U.S. Rep. Joaquin Castro, D-San Antonio, said Saturday that he will decide in eight weeks whether to run in 2018 for the U.S. Senate seat now held by Sen. Ted Cruz.
Castro set the date for a decision in a Q&A session with reporters before speaking to crowd of about 300 supporters on a warm night in the courtyard at the Historic Scoot Inn in East Austin, which exploded in cheers and chants when, in answer to a direct question on the subject, he declared, “I am looking at the Senate race against Ted Cruz.”
“Ted Cruz has not spent a single day working for the people of Texas,” said Castro, who will also travel to Houston and Dallas as he makes up his mind about a race. “Ted Cruz tunes out most of Texas.”
Castro said that his twin brother, Julián, the former mayor of San Antonio who just finished a stint as secretary of Housing and Urban Development in the Obama administration, wouldn’t challenge Gov. Greg Abbott in 2018, foreclosing the possibility of the two twins leading the state Democratic ticket.
He said Julián will spend the next six to nine months writing a book.
“My brother is not going to run for governor in 2018, but we need to find a strong candidate for governor,” said Castro, who earlier said, “I’ll tell you, I don’t trust Greg Abbott.”
Every Republican governor of Texas “thinks he can be president,” he warned.
Last week, U.S. Rep.
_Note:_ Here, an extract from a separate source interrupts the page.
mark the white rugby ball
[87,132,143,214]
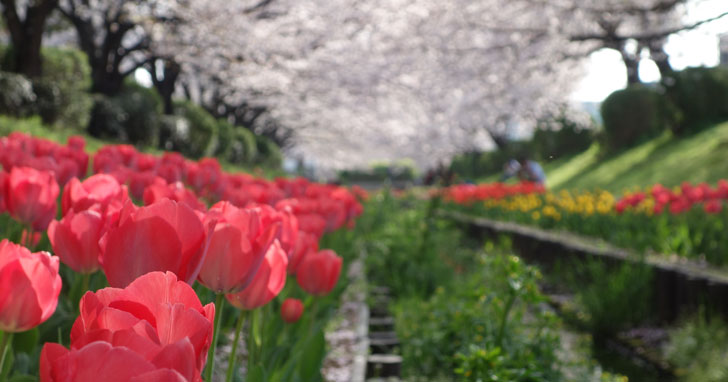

Beto O’Rourke told students at the University of Texas that he was likely to run for Cruz’s seat because, “if no one else is going to do it, I sure as hell am going to do it because, 2018, two years of Trump, six years of Cruz … if we don’t do this now, when the hell are we going to do it?”
Castro said of O’Rourke: “Beto and I are good friends in the Congress, and he’s a sharp, very passionate congressman, who does a great job for the people he represents.”
Castro also said he had no new information Saturday about immigration sweeps in South and Central Austin.
On Friday, Castro had confirmed that targeted operations were taking place in the area as part of a program that U.S. Immigration and Customs Enforcement is calling Operation Cross Check.
He said he was told by federal officials that the roundup would last five to eight days and he would receive more information when it was complete. Castro said he didn’t know whether the operation had been set in motion by the Obama administration, or if any nonviolent persons were being deported, though he said there were anecdotal reports on social media that that was the case.
Earlier Saturday, about a dozen people protested for a second day in North Austin against the recent crackdown on unauthorized immigration, a continuation of the previous night’s demonstration in the same place that drew more than 100 people.
The group gathered Saturday at about 12:30 p.m. at the corner of an H-E-B store on Rundberg Lane and North Lamar Boulevard. Protesters say a man was detained by ICE officials near the area Friday morning.
A video widely shared on social media Friday shows a handcuffed man sitting against a vehicle in front of a nearby Whataburger while officers who appear to be ICE agents walk around.